IMPACTS OF GAMING INDUSTRY ON VALUE OF HERITAGE
Since the handover in 1999 to China, massive changes have been brought to the city. Macau claimed to possess a unique example of historically-rooted “multiple heritage”, (UKNA, 2013) which combines ‘’modern as well as traditional; urban as well as maritime; and indigenous as well as more recent “imported heritages” associated with the prosperity brought by the gambling gaming industry’’. There is an effort of mediating the tension between heritage preservation and new pragmatic casinos development, as seen from the promotion of Macau’s identity, the avocation of cultural tourism which tries to categorize heritage as a kind of new industry just like the gaming industry. The definition of heritage also shifted from western Portuguese heritage to both western and Chinese heritage, further to the imitation, reinvention of heritage’s façade. This act rises questions of the existing value left in Macau heritage, shaping the city’s position in the process of conservation.
According to UNESCO, the criteria of identifying heritage is how much can it represents the interchange, development of technology, cultural exchange etc. of human. Macau gets nominated in 2005 as World Heritage City for its heritage demonstrated the mix-cultural, socio-political aspect of the place and fulfill the 2,3,4,and 5 criteria of UNESCO. (Macauheritage20).
“to be an outstanding example of a traditional human settlement, land-use, or sea-use which is representative of a culture (or cultures), or human interaction with the environment especially when it has become vulnerable under the impact of irreversible change”- UNESCO, Selection criteria V
The heritage of Macau represents the old trading port city of the past. The gaming industry shapes the value of heritage by erasing its relationship to the site. Many heritages like the Guia lighthouse, A ma temple lost their close relation to the water because of reclamation for gaming industry. The value of the cultural meaning behind location selection becomes blurred. Also, the building’s height was not regulated before the case of the high-rise next to Guia lighthouse(Chung, 2009) therefore the visual symbolic meaning of these heritage in the urban context is also weakened. The government were accused for fail to protect ‘public goods’ and people appeal to UNESCO resulting in the restriction of regulating building height. This conflict arose by heritage shaped the city landscape.
The inscription of Macau as an UNESCO World Heritage City has accelerated the demolition of many older buildings in Macau. The developers try to compete with the conservators in identifying possible heritage in the future. The urgency and public concerns regarding conservation is intensified because of the rapidly growing gaming industry, which contributed to a ‘’collective sense of loss and concomitant urgency to ‘do something to preserve the city’’(Clayton, 20) Even though Macau has always been a city of multi-culture that allows the coexistence of different settlements and lifestyles, there has never been a clear definition of what is native for Macau. The conflicts of the past and future trigger this awareness which will reorient the position of the city.

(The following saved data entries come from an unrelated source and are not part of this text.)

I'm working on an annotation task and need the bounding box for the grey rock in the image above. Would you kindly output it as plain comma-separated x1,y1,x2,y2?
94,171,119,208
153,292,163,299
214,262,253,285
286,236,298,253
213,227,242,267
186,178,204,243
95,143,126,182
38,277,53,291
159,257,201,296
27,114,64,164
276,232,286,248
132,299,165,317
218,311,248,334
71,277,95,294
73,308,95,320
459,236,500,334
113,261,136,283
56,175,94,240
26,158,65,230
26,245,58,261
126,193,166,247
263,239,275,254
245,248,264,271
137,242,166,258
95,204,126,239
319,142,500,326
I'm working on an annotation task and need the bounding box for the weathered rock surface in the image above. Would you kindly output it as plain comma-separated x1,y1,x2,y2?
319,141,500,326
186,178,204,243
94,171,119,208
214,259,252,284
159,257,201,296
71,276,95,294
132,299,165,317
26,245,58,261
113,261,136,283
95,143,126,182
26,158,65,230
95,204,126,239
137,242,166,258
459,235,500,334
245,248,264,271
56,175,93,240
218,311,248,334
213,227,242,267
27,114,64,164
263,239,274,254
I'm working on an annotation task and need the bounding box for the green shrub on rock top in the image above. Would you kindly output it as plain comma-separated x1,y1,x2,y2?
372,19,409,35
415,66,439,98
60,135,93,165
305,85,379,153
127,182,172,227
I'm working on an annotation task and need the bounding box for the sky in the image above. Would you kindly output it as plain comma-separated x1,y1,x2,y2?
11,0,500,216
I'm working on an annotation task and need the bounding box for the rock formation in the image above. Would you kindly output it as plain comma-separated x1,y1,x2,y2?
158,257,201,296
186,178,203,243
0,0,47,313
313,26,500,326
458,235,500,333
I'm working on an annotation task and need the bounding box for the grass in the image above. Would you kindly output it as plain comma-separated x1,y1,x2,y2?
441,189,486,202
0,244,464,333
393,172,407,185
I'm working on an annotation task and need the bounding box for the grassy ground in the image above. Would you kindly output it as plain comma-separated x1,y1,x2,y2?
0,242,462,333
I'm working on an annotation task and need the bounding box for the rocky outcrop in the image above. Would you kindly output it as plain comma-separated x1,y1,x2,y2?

1 Clayton, Sovereignty at the edge: Macau and the question of Chineseness. Harvard University Press
2 Chung, T. Valuing heritage in Macau: On contexts and processes of urban conservation.
Journal of Current Chinese Affairs 1(2009): 129-160.
3 Macau Heritage AMbassadors Association(MHAA),”Tracing a decade of Macao Heritage AMbassadors”. 2011
4 Patrimonio Cultural De Macau, last modified November 1, 2016,
5 Urban Knowledge Network Asia, Macau Inner Harbour Round Table Conference. 2013.